3.12. Alice in Wonderland

This notebook demonstrates generating sequences using a Simple Recurrent Network (SimpleRNN).

For this example, we will use the unprocessed text from Lewis Carroll’s “Alice in Wonderland”. However, the sequence can really be anything, including code, music, or knitting instructions.

[1]:
import conx as cx
Using TensorFlow backend.
ConX, version 3.7.5

First, we find a copy of Alice in Wonderland, download it, and read it in:

[2]:
INPUT_FILE = "alice_in_wonderland.txt"
[3]:
cx.download("http://www.gutenberg.org/files/11/11-0.txt", filename=INPUT_FILE)
Using cached http://www.gutenberg.org/files/11/11-0.txt as './alice_in_wonderland.txt'.
[4]:
# extract the input as a stream of characters
lines = []
with open(INPUT_FILE, 'rb') as fp:
    for line in fp:
        line = line.strip().lower()
        line = line.decode("ascii", "ignore")
        if len(line) == 0:
            continue
        lines.append(line)
text = " ".join(lines)
lines = None # clean up memory

Next, we create some utility dictionaries for mapping the characters to indices and back:

[5]:
chars = set([c for c in text])
nb_chars = len(chars)
char2index = dict((c, i) for i, c in enumerate(chars))
index2char = dict((i, c) for i, c in enumerate(chars))
[6]:
nb_chars
[6]:
55

In this text, there are 55 different characters.
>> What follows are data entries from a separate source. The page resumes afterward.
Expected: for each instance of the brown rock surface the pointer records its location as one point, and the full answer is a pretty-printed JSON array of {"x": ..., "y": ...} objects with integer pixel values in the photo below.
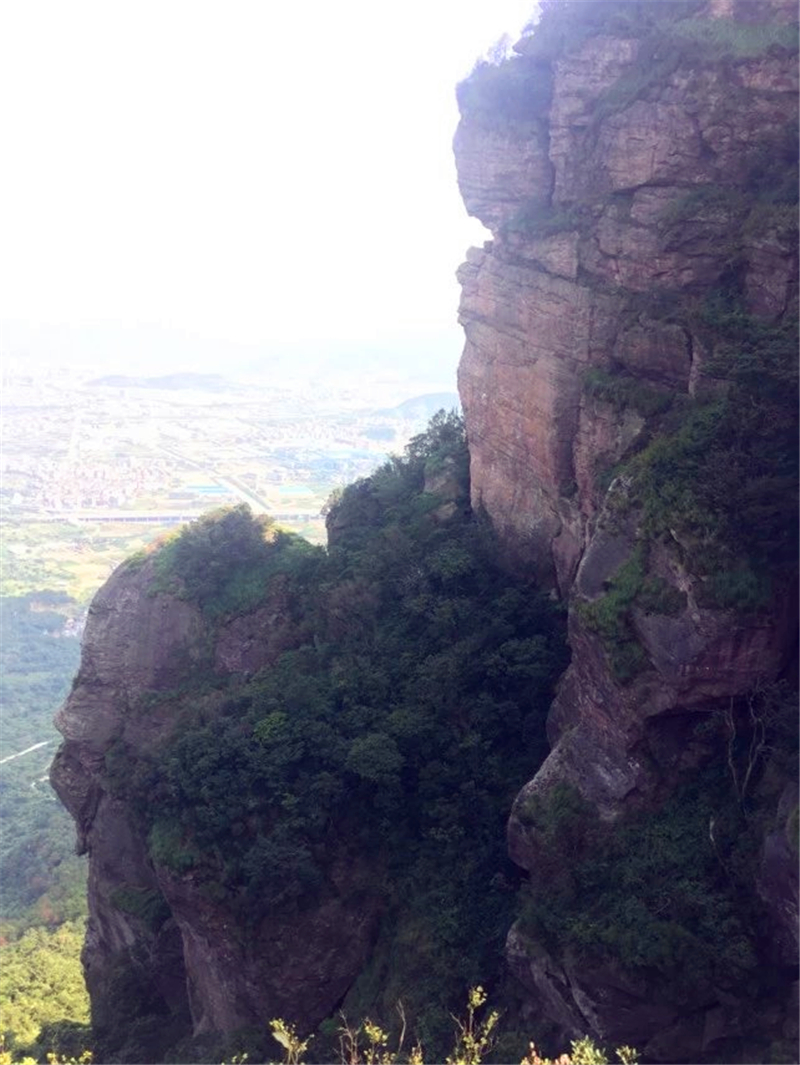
[
  {"x": 139, "y": 650},
  {"x": 609, "y": 225}
]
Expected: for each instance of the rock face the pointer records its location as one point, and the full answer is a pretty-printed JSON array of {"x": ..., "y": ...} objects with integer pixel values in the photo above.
[
  {"x": 192, "y": 959},
  {"x": 619, "y": 195}
]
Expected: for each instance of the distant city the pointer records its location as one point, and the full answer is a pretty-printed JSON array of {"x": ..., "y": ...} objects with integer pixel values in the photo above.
[{"x": 83, "y": 447}]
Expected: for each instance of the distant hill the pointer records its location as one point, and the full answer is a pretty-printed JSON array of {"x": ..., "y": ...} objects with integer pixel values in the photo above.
[
  {"x": 202, "y": 382},
  {"x": 422, "y": 407}
]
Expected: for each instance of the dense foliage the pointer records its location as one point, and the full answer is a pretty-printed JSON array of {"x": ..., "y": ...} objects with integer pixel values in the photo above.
[
  {"x": 42, "y": 983},
  {"x": 402, "y": 723}
]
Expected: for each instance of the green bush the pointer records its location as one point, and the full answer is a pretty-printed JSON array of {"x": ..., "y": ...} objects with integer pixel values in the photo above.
[
  {"x": 655, "y": 895},
  {"x": 622, "y": 391},
  {"x": 411, "y": 706}
]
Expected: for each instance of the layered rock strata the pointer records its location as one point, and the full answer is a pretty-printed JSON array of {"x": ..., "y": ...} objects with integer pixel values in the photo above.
[
  {"x": 143, "y": 655},
  {"x": 611, "y": 196}
]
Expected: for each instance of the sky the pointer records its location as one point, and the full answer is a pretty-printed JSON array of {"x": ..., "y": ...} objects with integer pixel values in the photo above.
[{"x": 272, "y": 175}]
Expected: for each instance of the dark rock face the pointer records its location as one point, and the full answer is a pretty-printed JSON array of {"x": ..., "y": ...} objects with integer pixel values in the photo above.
[
  {"x": 607, "y": 186},
  {"x": 139, "y": 649}
]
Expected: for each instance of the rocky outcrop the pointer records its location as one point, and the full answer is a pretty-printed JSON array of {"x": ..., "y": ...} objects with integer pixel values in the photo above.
[
  {"x": 609, "y": 205},
  {"x": 146, "y": 656}
]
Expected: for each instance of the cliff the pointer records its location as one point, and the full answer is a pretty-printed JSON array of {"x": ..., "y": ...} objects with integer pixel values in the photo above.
[
  {"x": 292, "y": 768},
  {"x": 272, "y": 752},
  {"x": 631, "y": 338}
]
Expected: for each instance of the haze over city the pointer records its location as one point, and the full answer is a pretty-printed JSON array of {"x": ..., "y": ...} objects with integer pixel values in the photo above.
[{"x": 194, "y": 183}]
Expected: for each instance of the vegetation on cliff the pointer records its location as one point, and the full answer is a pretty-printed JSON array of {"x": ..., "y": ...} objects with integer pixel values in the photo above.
[{"x": 396, "y": 730}]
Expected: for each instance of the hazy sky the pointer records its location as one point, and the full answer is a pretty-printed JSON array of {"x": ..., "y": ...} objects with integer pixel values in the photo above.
[{"x": 246, "y": 171}]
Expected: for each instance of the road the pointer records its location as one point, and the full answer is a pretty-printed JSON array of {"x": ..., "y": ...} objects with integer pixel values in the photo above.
[{"x": 10, "y": 757}]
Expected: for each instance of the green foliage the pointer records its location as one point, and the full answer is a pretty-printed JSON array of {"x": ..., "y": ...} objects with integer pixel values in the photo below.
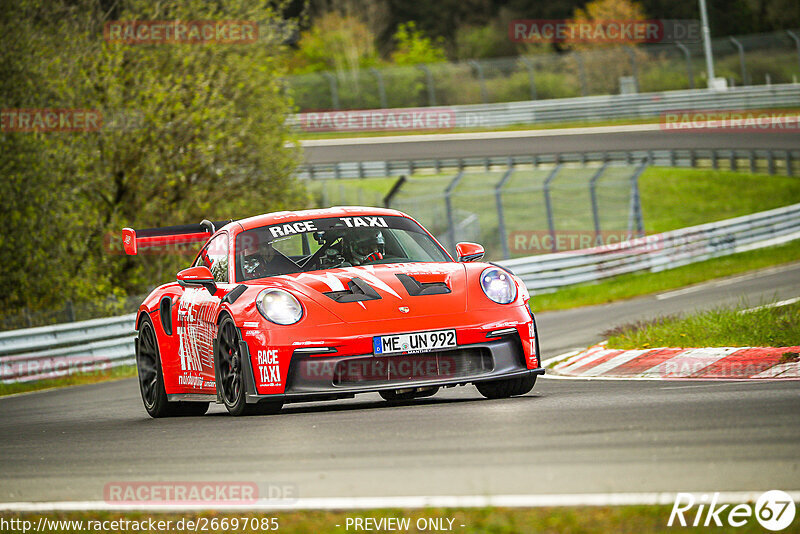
[
  {"x": 335, "y": 42},
  {"x": 413, "y": 47},
  {"x": 206, "y": 139}
]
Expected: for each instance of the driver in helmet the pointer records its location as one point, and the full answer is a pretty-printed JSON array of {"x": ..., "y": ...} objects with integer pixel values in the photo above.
[{"x": 366, "y": 245}]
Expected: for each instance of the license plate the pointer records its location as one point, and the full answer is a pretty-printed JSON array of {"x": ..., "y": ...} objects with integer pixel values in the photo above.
[{"x": 414, "y": 342}]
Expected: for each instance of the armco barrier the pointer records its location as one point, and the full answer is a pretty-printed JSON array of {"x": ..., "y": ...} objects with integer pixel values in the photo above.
[
  {"x": 752, "y": 160},
  {"x": 53, "y": 351},
  {"x": 599, "y": 108},
  {"x": 659, "y": 252},
  {"x": 36, "y": 353}
]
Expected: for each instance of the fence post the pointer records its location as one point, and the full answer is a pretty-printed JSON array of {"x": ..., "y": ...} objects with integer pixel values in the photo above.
[
  {"x": 334, "y": 89},
  {"x": 479, "y": 69},
  {"x": 381, "y": 88},
  {"x": 688, "y": 55},
  {"x": 501, "y": 221},
  {"x": 531, "y": 76},
  {"x": 582, "y": 74},
  {"x": 548, "y": 205},
  {"x": 451, "y": 232},
  {"x": 595, "y": 210},
  {"x": 429, "y": 83},
  {"x": 387, "y": 200},
  {"x": 634, "y": 68},
  {"x": 635, "y": 217},
  {"x": 796, "y": 40},
  {"x": 742, "y": 66}
]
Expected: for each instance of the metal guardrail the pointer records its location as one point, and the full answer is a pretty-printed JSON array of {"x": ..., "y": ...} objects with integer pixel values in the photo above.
[
  {"x": 100, "y": 344},
  {"x": 659, "y": 252},
  {"x": 595, "y": 108},
  {"x": 65, "y": 349},
  {"x": 769, "y": 161},
  {"x": 742, "y": 60}
]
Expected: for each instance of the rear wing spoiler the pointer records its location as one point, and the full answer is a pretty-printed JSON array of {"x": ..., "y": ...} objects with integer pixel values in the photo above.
[{"x": 168, "y": 235}]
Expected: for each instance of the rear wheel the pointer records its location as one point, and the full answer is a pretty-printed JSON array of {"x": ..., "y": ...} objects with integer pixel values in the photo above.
[
  {"x": 151, "y": 378},
  {"x": 510, "y": 387},
  {"x": 230, "y": 372}
]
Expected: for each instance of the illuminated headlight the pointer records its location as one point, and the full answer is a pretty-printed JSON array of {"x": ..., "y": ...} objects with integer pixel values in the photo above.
[
  {"x": 498, "y": 285},
  {"x": 279, "y": 306}
]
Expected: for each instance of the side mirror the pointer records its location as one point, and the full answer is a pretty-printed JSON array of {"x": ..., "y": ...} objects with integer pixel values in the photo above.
[
  {"x": 198, "y": 276},
  {"x": 469, "y": 251}
]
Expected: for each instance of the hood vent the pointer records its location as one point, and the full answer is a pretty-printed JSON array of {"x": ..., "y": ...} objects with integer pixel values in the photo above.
[
  {"x": 416, "y": 288},
  {"x": 358, "y": 290}
]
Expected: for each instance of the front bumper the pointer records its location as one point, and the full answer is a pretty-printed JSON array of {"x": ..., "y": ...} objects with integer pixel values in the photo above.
[{"x": 336, "y": 376}]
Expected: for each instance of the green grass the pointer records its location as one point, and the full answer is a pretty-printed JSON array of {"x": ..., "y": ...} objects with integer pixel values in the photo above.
[
  {"x": 677, "y": 198},
  {"x": 115, "y": 373},
  {"x": 588, "y": 520},
  {"x": 720, "y": 327},
  {"x": 636, "y": 284}
]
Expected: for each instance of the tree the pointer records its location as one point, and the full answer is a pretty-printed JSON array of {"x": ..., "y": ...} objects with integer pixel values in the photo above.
[
  {"x": 414, "y": 47},
  {"x": 209, "y": 140}
]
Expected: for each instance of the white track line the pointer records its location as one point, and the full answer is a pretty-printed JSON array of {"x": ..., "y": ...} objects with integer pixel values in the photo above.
[{"x": 362, "y": 503}]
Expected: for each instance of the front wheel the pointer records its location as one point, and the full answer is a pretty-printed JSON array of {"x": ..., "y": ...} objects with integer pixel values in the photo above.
[
  {"x": 510, "y": 387},
  {"x": 151, "y": 378},
  {"x": 230, "y": 364}
]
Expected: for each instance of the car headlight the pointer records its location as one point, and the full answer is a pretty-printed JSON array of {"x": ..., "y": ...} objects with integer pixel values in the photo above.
[
  {"x": 498, "y": 285},
  {"x": 279, "y": 306}
]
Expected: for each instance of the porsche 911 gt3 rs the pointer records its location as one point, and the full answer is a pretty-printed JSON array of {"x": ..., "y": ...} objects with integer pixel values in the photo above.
[{"x": 325, "y": 304}]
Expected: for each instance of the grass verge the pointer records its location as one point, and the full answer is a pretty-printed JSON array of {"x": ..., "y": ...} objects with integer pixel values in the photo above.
[
  {"x": 115, "y": 373},
  {"x": 720, "y": 327},
  {"x": 637, "y": 284},
  {"x": 589, "y": 520}
]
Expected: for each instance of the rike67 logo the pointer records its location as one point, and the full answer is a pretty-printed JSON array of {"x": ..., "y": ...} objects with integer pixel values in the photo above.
[{"x": 774, "y": 510}]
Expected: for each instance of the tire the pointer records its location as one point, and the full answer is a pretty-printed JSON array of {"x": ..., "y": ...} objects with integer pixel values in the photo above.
[
  {"x": 151, "y": 378},
  {"x": 230, "y": 374},
  {"x": 392, "y": 395},
  {"x": 511, "y": 387}
]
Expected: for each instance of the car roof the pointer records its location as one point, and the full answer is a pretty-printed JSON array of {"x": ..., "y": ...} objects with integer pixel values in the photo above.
[{"x": 292, "y": 216}]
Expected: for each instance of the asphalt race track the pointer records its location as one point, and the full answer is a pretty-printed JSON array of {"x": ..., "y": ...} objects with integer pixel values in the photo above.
[
  {"x": 637, "y": 137},
  {"x": 567, "y": 436}
]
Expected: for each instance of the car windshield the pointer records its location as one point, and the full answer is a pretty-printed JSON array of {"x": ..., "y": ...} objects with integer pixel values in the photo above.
[{"x": 328, "y": 243}]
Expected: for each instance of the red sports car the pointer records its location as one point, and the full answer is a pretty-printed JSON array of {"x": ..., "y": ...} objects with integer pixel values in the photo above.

Each character has a unique mapping to an integer:

[7]:
char2index["a"]
[7]:
37
[8]:
index2char[5]
[8]:
'9'

3.12.1. Build the Dataset

Next we build the dataset. We do this by stepping through the text one character at a time, building an input
sequence the size of SEQLEN and associated target character.

For example, assume an input sequence of “the sky was falling”, we would get the following inputs and targets:

Inputs     -> Target
----------    ------
the sky wa -> s
he sky was ->
e sky was  -> f
 sky was f -> a
sky was fa -> l

How can we represent the characters? There are many ways, including using an EmbeddingLayer. In this example, we simply use a onehot encoding of the index. Note that the total length of the onehot encoding is one more than the total number of items. That is because we will use a position for the zero index as well.

[9]:
SEQLEN = 10
data = []
for i in range(0, len(text) - SEQLEN):
    inputs = [cx.onehot(char2index[char], nb_chars + 1) for char in text[i:i + SEQLEN]]
    targets = [cx.onehot(char2index[char], nb_chars + 1) for char in text[i + SEQLEN]][0]
    data.append([inputs, targets])
text = None # clean up memory
[10]:
dataset = cx.Dataset()
dataset.load(data)
data = None # clean up memory; not needed
[11]:
len(dataset)
[11]:
158773
[12]:
cx.shape(dataset.inputs[0])
[12]:
(10, 56)

The shape of the inputs is 10 x 56; a sequence of length 10, and a vector of length 56.

Let’s check the inputs and targets to make sure everything is encoded properly:

[13]:
def onehot_to_char(vector):
    index = cx.argmax(vector)
    return index2char[index]
[14]:
for i in range(10):
    print("".join([onehot_to_char(v) for v in dataset.inputs[i]]),
          "->",
          onehot_to_char(dataset.targets[i]))
project gu -> t
roject gut -> e
oject gute -> n
ject guten -> b
ect gutenb -> e
ct gutenbe -> r
t gutenber -> g
 gutenberg -> s
gutenbergs ->
utenbergs  -> a

Looks good!

3.12.2. Build the Network

We will use a single SimpleRNNLayer with a fully-connected output bank to compute the most likely predicted output character.

Note that we can use the categorical cross-entropy error function since we are using the “softmax” activation function on the output layer.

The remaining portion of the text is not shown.